Suppose $X=\mathbb{S}^{n+1}/\mathbb{S}^1$, the action of $\mathbb{S}^1$ being isometric and with closed orbits, and $n=\dim X$ (as an Alexandrov space) being even. My question is:
Is is true that all odd Betti numbers of $X$ vanish?
I know this is true when the action is almost free because in this case $X$ is a weighted projective space, by the classification of riemannian $1$-foliations on spheres, but i think there must be some simpler way to show this in general.
Almost certainly yes. Here is a partial answer, though very algebraic and probably unnecessarily complicated. I only need to assume smoothness for this.
1) Smith theory and fixed points. A version of Smith theory (best known in the case of involutions as saying $\text{rk } H_*(M^{fix}; \Bbb F_2) \leq \text{rk } H_*(M;\Bbb F_2)$; here rank means total rank) for $S^1$ actions says that $\text{rk } H_*(M^{fix}; \Bbb Q) \leq \text{rk } H_*(M; \Bbb Q)$. For $M = S^{2n+1}$, we see that the fixed point set has the homology of a sphere of lower dimension. Indeed it must be the homology of a sphere of odd dimension (this comes from following along my favorite proof of Smith theory, which requires spectral sequences and localization theorems for equivariant homology.)

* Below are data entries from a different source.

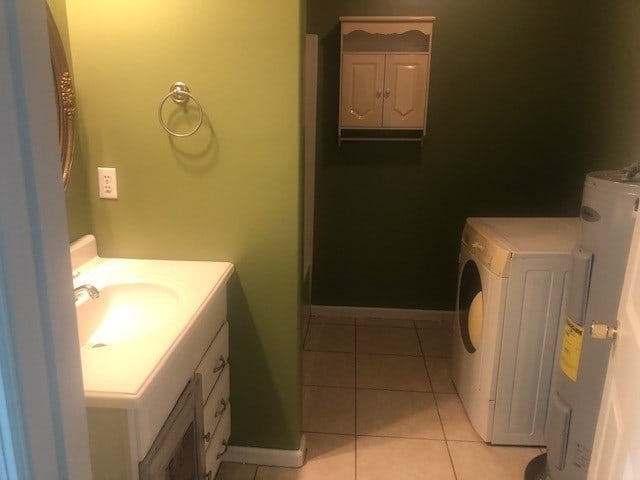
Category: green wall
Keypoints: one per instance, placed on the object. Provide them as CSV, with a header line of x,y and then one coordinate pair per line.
x,y
520,108
230,192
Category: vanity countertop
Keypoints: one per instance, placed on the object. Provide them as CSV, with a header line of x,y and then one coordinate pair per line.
x,y
131,371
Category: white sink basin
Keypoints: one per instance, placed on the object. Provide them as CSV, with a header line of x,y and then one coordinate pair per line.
x,y
123,312
152,321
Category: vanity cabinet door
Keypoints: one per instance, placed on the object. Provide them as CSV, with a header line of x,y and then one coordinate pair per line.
x,y
215,406
177,451
405,90
215,360
218,445
362,88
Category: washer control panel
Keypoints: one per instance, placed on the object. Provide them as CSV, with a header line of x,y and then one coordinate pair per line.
x,y
489,254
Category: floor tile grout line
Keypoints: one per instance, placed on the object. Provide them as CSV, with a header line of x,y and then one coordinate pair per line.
x,y
444,432
355,403
446,440
424,359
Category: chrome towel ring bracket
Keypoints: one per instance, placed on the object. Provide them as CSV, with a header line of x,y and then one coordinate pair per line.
x,y
179,93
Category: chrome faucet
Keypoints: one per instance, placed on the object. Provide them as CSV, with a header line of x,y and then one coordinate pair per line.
x,y
92,291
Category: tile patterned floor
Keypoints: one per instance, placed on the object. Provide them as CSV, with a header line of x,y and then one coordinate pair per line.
x,y
378,404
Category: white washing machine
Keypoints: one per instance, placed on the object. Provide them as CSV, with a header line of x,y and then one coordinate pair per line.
x,y
511,290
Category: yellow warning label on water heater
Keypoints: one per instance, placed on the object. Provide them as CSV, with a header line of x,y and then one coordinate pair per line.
x,y
571,348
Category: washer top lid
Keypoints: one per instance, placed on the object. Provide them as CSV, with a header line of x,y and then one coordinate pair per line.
x,y
615,179
529,235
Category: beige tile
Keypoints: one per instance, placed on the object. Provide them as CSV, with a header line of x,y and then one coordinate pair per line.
x,y
455,421
391,372
397,414
330,338
236,471
328,410
328,457
387,340
436,342
498,463
440,374
329,369
384,322
332,320
402,459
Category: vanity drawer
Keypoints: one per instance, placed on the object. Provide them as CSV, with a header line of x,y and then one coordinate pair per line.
x,y
216,406
218,445
214,361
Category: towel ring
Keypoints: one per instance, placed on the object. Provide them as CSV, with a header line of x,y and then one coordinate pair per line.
x,y
179,93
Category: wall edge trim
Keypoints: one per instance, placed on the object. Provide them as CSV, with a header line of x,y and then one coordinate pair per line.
x,y
268,456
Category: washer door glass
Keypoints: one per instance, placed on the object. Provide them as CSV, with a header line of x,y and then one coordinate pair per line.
x,y
470,307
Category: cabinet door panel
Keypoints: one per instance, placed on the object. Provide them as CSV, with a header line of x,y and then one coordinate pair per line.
x,y
362,81
405,91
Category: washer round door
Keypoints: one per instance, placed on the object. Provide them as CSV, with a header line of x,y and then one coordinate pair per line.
x,y
470,307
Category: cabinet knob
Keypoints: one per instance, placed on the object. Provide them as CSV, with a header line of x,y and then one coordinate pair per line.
x,y
602,331
225,443
220,365
221,408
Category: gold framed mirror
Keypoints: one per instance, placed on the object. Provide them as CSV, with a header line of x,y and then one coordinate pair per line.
x,y
65,97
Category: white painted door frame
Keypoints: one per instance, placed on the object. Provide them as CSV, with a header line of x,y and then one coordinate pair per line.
x,y
616,450
43,432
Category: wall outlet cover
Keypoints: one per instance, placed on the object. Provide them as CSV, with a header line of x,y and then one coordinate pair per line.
x,y
107,182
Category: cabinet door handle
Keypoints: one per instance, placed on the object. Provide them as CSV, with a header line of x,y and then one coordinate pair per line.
x,y
220,411
220,365
225,443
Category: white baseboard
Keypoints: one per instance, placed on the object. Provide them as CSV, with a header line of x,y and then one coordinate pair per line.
x,y
268,456
385,313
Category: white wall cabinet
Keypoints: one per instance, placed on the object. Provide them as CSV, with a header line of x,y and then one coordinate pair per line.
x,y
384,77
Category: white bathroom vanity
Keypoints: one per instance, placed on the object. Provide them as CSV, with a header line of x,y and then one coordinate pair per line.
x,y
154,349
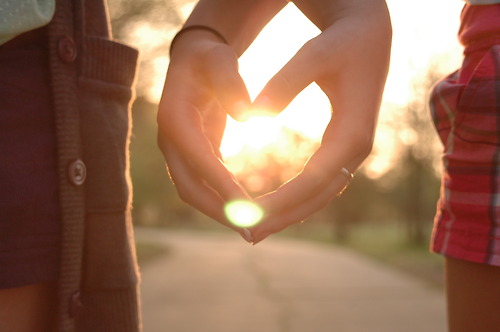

2) Quotients. Associated to an $S^1$ space $Y$ are both its homology $H_*(Y)$ and its equivariant homology $H_*^{S^1}(Y)$. These graded groups have a Gysin sequence $$H_*(Y) \to H_*^{S^1}(Y) \to H_{*-2}^{S^1}(Y) \to H_{*-1}(Y) \to \cdots$$
When the action of $S^1$ on $Y$ is semi-free, $H_*^{S^1}(Y;\Bbb Q) = H_*(Y/S^1;\Bbb Q)$.
3) Complements. Consider $Y^{S^1}$, the fixed point set of your action. Because it has the homology of a sphere $S^{2k+1}$, Alexander duality says that its complement has the homology of $S^{2n-2k-1}$. Its complement, in addition, has a semi-free $S^1$ action.
4) Finally, whenever $Y$ has the homology of an odd-dimensional sphere, we can calculate what $H_*^{S^1}(Y)$ could possibly be. $H_*(Y)$ is supported in a single positive degree $d$; then we have two cases, depending on whether or not the map $H_d(Y) \to H_d^{S^1}(Y)$ is an isomorphism. If it is, then the Gysin sequence implies $H_*^{S^1}(Y) \cong H_*(\Sigma^d \Bbb{CP}^\infty)$ (that is, there's a $\Bbb Q$ in degree $d, d+2, d+4, ...$). Otherwise, the periodicity in the Gysin sequence has the opposite effect, and we see that it must have the same homology as $\Bbb{CP}^{d/2}$.
5) $Y \setminus Y^{S^1}$ has the homology of $S^{2n-2k-1}$ and is semi-free, so $H_*((Y \setminus Y^{S^1})/S^1) = H_*^{S^1}(Y \setminus Y^{S^1})$; because $(Y \setminus Y^{S^1})/S^1$ has the homotopy type of a finite CW complex, our equivariant homology calculation above must take the second form (we can't have homology in arbitrarily high degrees!) So the homology of the quotient of the complement of the fixed set is that of $\Bbb{CP}^{n-k-1}$.
Now I would need to run a Mayer-Vietoris sequence, but I got bored while calculating $(\partial N)/S^1$, $N$ a tubular neighborhood of the fixed set.